Events don’t give you that. Publishing OrderPlaced doesn’t mean anything else actually happened. The payment might have failed, the inventory update might be stuck in a retry loop, and the notification might have disappeared into a dead-letter queue. From the outside, it’s impossible to know without extra effort.

So you add layers. Idempotency to avoid double-charging customers. Retry logic with backoff to recover from transient failures. Outbox patterns so events aren’t lost when databases and brokers get out of sync. Dead-letter queues that, in theory, someone monitors.

This is the hidden tax of event-driven systems. Every one of these concerns is solvable, but each requires discipline, consistency, and constant vigilance. Forget one, and your customers will remind you in the worst possible way.


The Event Bus Isn’t a Free-for-All

One of the most seductive ideas about event-driven architecture is that “anyone can consume an event.” It feels open, flexible, future-proof. Just publish UserCreated or OrderPlaced and let teams build what they need.

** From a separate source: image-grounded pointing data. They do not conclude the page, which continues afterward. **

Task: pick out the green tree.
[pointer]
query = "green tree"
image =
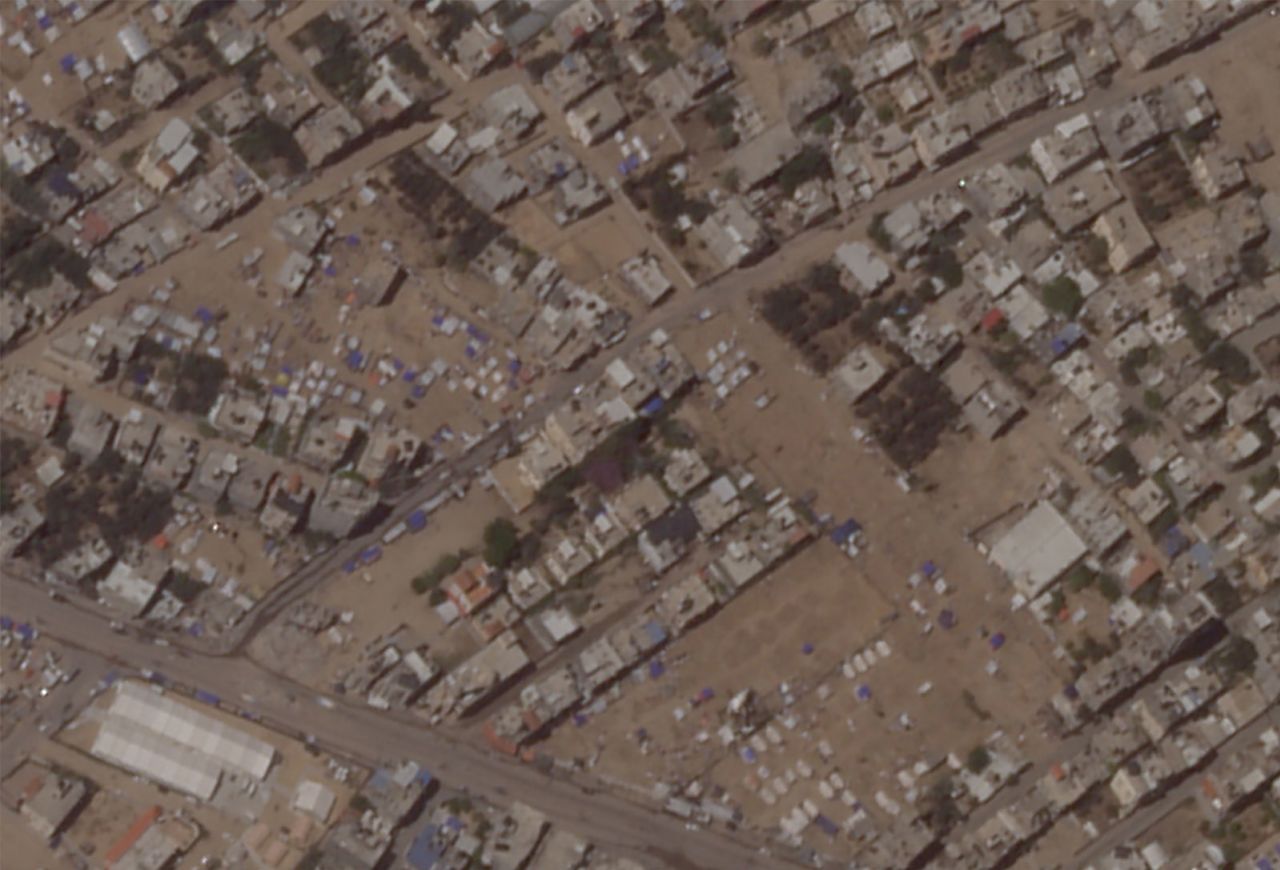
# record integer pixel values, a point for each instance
(978, 759)
(501, 543)
(1063, 296)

But without rules, that freedom turns into chaos. Services start relying on fields that were never meant to be stable. Teams publish events with no clear owner. Someone changes the schema and breaks ten consumers they didn’t even know existed.

A healthy event-driven system treats events as contracts. They are owned, documented, versioned, and backward-compatible. Anything less, and your bus turns into a junkyard of half-baked messages. And once that happens, good luck cleaning it up.


The Trade-Offs Are Real

It’s important to remember why people reach for event-driven systems in the first place. They really do solve problems. They let services stay loosely coupled. They scale better under unpredictable load. They make it easy to plug in new features, like analytics or auditing, without touching the core flow.

But the benefits aren’t free. You give up the simplicity of direct flows for the complexity of asynchronous webs. You swap certainty for eventual consistency. You trade stack traces for correlation IDs and dashboards.

If you don’t acknowledge those costs upfront, the system you thought would give you flexibility will give you fragility instead.


Closing Thoughts

Event-driven systems are not silver bullets. They’re powerful, but also demanding. If you build one, you have to do it with eyes wide open. That means treating events like real contracts, investing in observability from day one, and teaching your team to think in signals instead of steps.

The dream of event-driven architecture is real. But so is the mess if you underestimate it.